The "purse" class is indeed a data frame with a list column in which each entry is a coin. So it is a way of indexing many coins by time.

There are several reasons for defining these classes. First that building functions (e.g. Treat() and others) have methods for numeric vectors and data frames as well as coins and purses. So using method dispatch seems a logical way to keep these functions flexible for users.

Then as mentioned, they keep all the data and metadata in a neat order, and allow copies and regeneration, which would otherwise not be possible (or at least far messier): https://bluefoxr.github.io/COINr/articles/adjustments.html

bluefoxr commented 1 year ago

@paulrougieux do you think some further explanation is necessary in the paper? I was trying to keep it brief as per the guidelines.

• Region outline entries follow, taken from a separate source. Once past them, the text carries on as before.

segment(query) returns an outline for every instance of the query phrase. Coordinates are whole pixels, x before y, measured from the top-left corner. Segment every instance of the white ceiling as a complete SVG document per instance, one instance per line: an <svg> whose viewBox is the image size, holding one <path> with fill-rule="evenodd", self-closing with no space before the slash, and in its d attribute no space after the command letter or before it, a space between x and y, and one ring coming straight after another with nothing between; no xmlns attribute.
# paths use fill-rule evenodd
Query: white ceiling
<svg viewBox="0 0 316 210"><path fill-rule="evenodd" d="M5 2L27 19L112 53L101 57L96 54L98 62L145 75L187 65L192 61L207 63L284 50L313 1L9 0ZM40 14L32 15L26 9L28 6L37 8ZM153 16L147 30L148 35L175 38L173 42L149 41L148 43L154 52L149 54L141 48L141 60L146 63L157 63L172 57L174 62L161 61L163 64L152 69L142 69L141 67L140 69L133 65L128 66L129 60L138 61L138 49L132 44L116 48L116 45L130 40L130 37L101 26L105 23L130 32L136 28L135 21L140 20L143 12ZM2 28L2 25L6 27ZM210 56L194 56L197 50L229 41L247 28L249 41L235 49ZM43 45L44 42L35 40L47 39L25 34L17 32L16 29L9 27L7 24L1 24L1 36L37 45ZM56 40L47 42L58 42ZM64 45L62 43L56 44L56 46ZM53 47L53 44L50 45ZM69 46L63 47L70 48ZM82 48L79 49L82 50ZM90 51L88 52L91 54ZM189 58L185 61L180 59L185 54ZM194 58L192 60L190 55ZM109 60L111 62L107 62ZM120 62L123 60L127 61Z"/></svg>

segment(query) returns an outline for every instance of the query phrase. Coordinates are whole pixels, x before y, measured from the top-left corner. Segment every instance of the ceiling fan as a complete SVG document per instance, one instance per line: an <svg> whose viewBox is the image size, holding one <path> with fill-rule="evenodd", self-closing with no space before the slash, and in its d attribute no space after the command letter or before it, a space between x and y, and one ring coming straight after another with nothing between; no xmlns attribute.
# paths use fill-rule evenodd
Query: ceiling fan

paulrougieux commented 1 year ago

Since coins are the central objects of the package, it is important to briefly describe how they are structured. Based on your message:

"It includes [...] the index structure (a hierarchical structure), sets of weights, methodological specifications (which allow coins to be regenerated), metadata for both units and indicators [...]."

The paper could explain the nature of coins in a succinct way and refer to the following page for the full description https://bluefoxr.github.io/COINr/articles/coins.html#what-is-a-coin

bluefoxr commented 1 year ago

Yes ok then I will add this to the paper. Thanks

bluefoxr commented 1 year ago

@paulrougieux see commit https://github.com/bluefoxr/COINr/commit/ded8997f83b55628906dfdcd85771d9ebad9552c

Please let me know if the edits sufficiently address the issue. Thanks,

paulrougieux commented 1 year ago

The update

"A coin is a structured list including:

  • Indicator data sets for each processing step (e.g. imputation, normalisation, etc.)
  • Metadata pertaining to indicators and units (e.g. names and weights, but also the hierarchical structure of the index)
  • A record of the COINr functions applied in constructing the coin"

provides good details on how the coin objects are structured. OK from my side.

bluefoxr commented 1 year ago

Ok thanks